Sat, 12 Dec 2009
Baghdad - A consortium led by Russian energy giant Lukoil and Norway's Statoil on Saturday won the rights to develop Iraq's massive West Qurna-Phase II oil field, the Oil Ministry confirmed. The field, with some 12.9 billion barrels of proven reserves, was the most important field still up for grabs on the final day of the second round of bidding in an auction that began Friday.
The Russian-Norwegian consortium said it would boost the field's production to 1.8 million barrels of oil per day (bpd).
Of the 10 oil and gas fields opened to foreign investment in the latest round of bidding, only the Majnoon, with 12.8 billion barrels of proven reserves, was as large.

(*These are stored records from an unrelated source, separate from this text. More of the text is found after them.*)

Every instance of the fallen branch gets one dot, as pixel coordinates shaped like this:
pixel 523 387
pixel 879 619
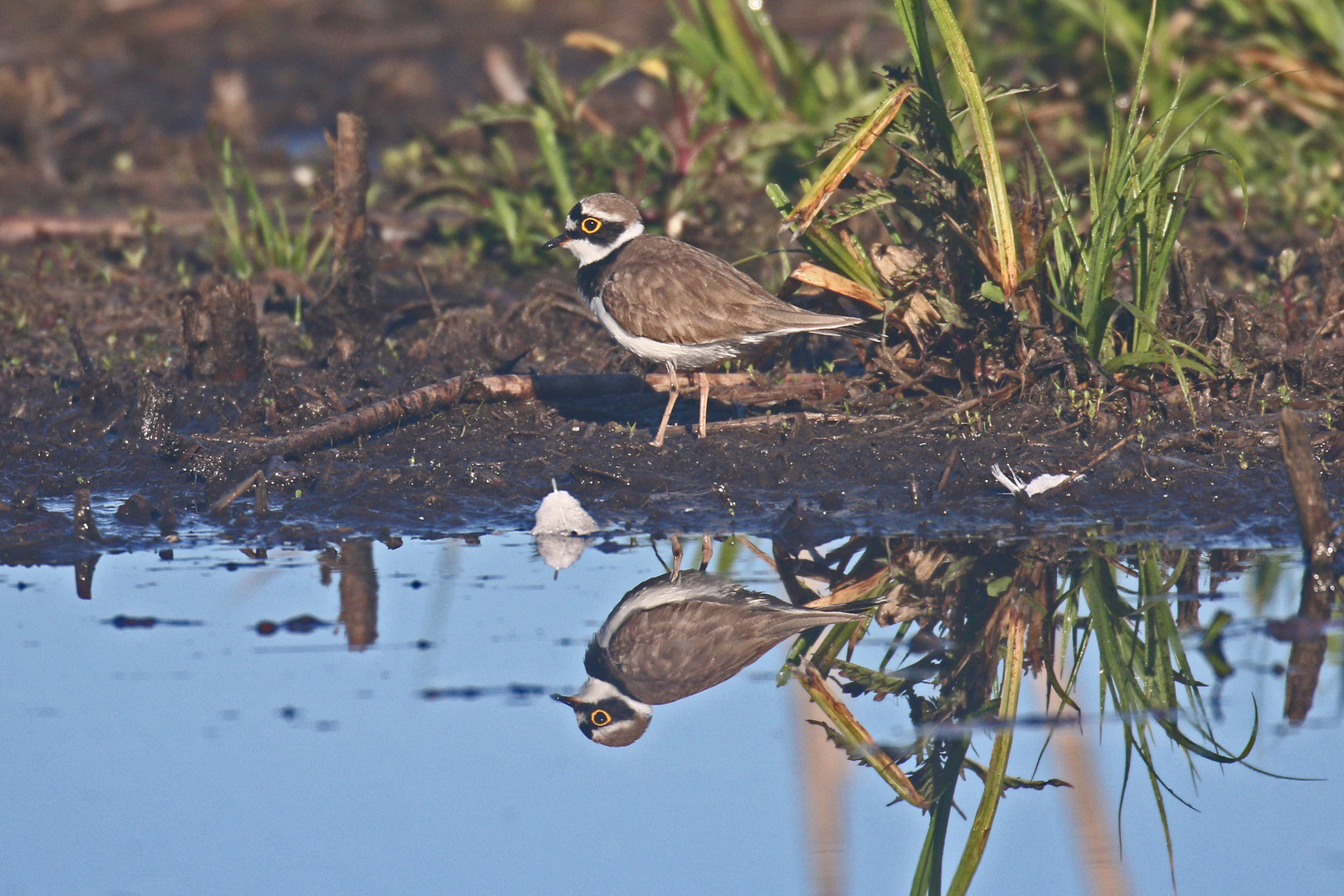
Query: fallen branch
pixel 30 229
pixel 1097 460
pixel 371 418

A consortium led by Royal Dutch Shell and Malaysia's Petronas energy companies on Friday won rights to develop that field, promising to boost production from 46,000 bpd to 1.8 million bpd, in exchange for 1.39 dollars to the barrel.
Petronas was also part of a consortium led by China's CNPC that on Friday won the rights to develop the Halfaya oil field, which has proven reserves of 4.1 billion barrels.
CNPC, which has a 50-per-cent stake in the consortium, with Petronas and France's Total each holding 25-per cent, plan to raise Halfaya's production to 535,000 bpd, from the 3,000 bpd it currently produces.
The consortium requested 1.40 dollars per barrel for the investment.
Shell and US giant ExxonMobil in November signed a deal to develop the West Qurna-Phase I field.
The auction is taking place in the shadow of a series of bombings that on Tuesday killed as many as 127 people and injured more than 500 in central Baghdad.
Some of the fields still on offer, such as the Nijm field in northern Iraq's conflict-riven Nineveh province, or the East Baghdad field, whose 8.1 billion barrels of oil lie almost exactly beneath the Shiite slum of Sadr City, are in areas with tenuous security.